Após o lançamento de quatro EPs nos últimos dois anos, chegou finalmente, na passada sexta feira (10), o álbum de estreia dos Years & YearsCommunion, apesar de ser um álbum rodeado de enormes expetativas, este primeiro longa duração do trio inglês não gera outra sensação para além de frustração.

Os Years & Years começaram a dar cartas na música em 2012 e, desde então, foram lançando alguns temas que fazem parte deste novo disco. Na verdade, seria muito mais viável para a banda lançar um EP com as faixas que foram revelando nos últimos meses. Em Communion, os Years & Years querem dar mais de si mas, na verdade, o grupo de Olly Alexander acabou por jogar pelo seguro e por não mostrar nada de muito interessante. São temas que não saltam à vista e não geram tanto hype como os singles que os fãs já conheciam.

O álbum começa bem, com o tema Foundation. Trata-se de uma música que gera alguma expectativa, num crescendo bem conseguido, tanto no que toca ao arranjo instrumental como ao arranjo vocal de Alexander.

Segue-se Real, a catapulta para o sucesso dos Years & Years, lançada em 2014 . É uma música bastante viciante, um ritmo que convida a dar um pezinho de dança. Sem dúvida, uma das melhores faixas do álbum.

 

Shine é outro tema lançado previamente pelo grupo e que também se destaca positivamente neste Communion. O eletropop assenta que nem um luva na voz do vocalista. É uma canção alegre, ritmada, e tem um refrão bastante bom.

Pelas mesmas razões destaco a música Worship. É uma música ideal para ouvir a toda a hora, e fica mesmo no ouvido! Mais um tema com um refrão forte.

Elevando um pouco mais a fasquia, o álbum oferece os temas King Desire. Basicamente encontramos neste tema mais ritmo e mais vontade de dançar. São as duas músicas mais mexidas e, juntamente com Real, as melhores de todo o álbum.
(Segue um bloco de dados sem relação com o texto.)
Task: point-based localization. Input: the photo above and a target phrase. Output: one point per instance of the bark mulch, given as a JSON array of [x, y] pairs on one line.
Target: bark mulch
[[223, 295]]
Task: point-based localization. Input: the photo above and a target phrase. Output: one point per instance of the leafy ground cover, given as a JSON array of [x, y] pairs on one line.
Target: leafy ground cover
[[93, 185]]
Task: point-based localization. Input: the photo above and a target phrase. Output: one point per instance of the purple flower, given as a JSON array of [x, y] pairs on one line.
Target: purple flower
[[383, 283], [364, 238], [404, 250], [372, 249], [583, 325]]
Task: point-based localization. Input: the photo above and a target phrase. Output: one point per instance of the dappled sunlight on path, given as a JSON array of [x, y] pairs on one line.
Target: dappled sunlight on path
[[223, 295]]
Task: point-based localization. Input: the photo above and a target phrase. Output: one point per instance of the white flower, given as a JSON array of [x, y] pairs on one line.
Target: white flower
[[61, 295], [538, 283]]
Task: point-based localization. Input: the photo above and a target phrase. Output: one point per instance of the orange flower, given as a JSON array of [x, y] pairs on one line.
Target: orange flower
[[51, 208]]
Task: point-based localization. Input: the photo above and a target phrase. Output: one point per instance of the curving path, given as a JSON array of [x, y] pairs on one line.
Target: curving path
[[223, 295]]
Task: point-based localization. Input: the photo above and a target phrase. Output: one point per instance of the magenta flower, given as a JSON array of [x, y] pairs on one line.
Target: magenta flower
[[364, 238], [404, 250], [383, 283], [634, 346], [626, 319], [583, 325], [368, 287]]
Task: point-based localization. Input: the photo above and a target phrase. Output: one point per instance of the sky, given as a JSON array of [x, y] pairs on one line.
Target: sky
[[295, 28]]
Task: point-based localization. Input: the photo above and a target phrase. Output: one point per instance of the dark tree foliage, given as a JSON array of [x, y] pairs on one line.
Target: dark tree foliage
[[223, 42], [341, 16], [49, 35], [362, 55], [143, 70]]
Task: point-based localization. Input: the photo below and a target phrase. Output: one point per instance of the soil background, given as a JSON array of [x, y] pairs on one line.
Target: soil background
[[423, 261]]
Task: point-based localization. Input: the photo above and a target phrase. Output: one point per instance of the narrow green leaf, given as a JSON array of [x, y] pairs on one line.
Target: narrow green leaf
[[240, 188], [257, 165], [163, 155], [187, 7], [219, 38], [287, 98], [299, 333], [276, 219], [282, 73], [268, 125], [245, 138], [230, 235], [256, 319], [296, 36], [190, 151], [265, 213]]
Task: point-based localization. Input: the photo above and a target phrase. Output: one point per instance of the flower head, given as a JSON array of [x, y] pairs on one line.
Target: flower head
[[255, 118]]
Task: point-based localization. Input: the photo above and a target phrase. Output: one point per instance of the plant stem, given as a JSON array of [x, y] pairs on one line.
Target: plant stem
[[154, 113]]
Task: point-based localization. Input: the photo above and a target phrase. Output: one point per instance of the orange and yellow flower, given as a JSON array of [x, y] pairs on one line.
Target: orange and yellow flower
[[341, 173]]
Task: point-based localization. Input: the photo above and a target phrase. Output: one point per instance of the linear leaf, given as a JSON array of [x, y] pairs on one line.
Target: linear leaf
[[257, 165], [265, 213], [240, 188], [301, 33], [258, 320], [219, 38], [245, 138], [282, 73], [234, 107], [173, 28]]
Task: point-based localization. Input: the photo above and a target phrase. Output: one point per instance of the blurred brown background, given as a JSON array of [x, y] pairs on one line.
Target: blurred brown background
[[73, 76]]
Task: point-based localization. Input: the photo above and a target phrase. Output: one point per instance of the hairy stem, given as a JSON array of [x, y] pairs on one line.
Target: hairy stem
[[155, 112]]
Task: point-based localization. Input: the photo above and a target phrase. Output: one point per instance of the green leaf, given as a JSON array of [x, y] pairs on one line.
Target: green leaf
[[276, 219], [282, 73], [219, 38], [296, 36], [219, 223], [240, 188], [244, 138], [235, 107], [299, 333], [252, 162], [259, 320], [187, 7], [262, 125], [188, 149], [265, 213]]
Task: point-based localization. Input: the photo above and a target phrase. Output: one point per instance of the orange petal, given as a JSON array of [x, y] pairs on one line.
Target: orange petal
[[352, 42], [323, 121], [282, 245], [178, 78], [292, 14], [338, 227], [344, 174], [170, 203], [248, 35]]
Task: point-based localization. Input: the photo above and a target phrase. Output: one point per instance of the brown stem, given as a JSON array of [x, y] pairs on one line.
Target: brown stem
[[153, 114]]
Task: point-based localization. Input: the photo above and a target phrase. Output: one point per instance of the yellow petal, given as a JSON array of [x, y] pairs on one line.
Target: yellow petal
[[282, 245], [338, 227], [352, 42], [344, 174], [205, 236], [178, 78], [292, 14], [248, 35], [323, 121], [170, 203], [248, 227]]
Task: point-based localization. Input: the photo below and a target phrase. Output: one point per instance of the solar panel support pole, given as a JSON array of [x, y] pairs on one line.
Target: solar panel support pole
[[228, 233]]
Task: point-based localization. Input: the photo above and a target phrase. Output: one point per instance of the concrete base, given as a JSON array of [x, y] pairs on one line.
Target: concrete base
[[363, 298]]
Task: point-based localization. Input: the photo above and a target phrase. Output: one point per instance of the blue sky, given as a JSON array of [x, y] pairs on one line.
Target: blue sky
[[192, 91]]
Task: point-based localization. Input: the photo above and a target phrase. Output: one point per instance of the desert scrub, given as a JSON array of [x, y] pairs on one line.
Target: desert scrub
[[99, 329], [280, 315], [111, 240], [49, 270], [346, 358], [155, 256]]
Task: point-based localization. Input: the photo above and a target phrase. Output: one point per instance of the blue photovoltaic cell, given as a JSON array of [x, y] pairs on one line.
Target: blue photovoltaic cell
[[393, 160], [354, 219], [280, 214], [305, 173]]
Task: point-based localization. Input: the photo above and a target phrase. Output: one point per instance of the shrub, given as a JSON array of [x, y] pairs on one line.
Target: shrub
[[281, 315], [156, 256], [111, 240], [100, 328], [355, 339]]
Num ritmo mais desacelerado e com um magnífico arranjo de piano, encontramos em Communion o tema Memo. Neste momento o álbum atinge o seu ponto mais sentimental. É mais uma prova de que os Years & Years têm uma capacidade incrível de criar músicas com refrões marcantes, que ficam no ouvido.

No conjunto de faixas completamente novas neste álbum, destacam-se poucas músicas pela positiva. Num registo eletrónico, porém mais suave, temos a faixa Ties. É de facto a primeira surpresa no álbum, porque depois de cinco singles e uma faixa um pouco aborrecida, finalmente encontramos algo de novo e relativamente bom.

No mesmo sentido destaco também uma canção cujo o nome já começa a ser pouco original. Depois de Imagine Dragons e Marina And The Diamonds, 2015 recebe novamente uma música com o título Gold.

Num ponto intermédio, Border apresenta-se como uma boa música, energética, porém um pouco dececionante em alguns momentos. É uma canção que relembra o verão e o espírito aventureiro inerente a umas boas férias.

Na versão deluxe, os Years & Years dispõem de cinco faixas extra. É aí onde se encontram as maiores desilusões. I Want To Love Lion são músicas que deixam qualquer um frustrado. A primeira apresenta-se como um tema pop, misturado com eletrónica e um toque de house entediante. A segunda começa bem, promete muito, mas assim que Alexander começa a cantar, o entusiasmo desaparece de imediato.

Communion é, portanto, uma grande desilusão. Os singles que a banda foi divulgando nos últimos meses prometeram muito e na hora de mostrar um trabalho de produção mais extenso o resultado ficou muito aquém do esperado. Os Years & Years têm um enorme potencial que deverá ser mais aproveitado no futuro.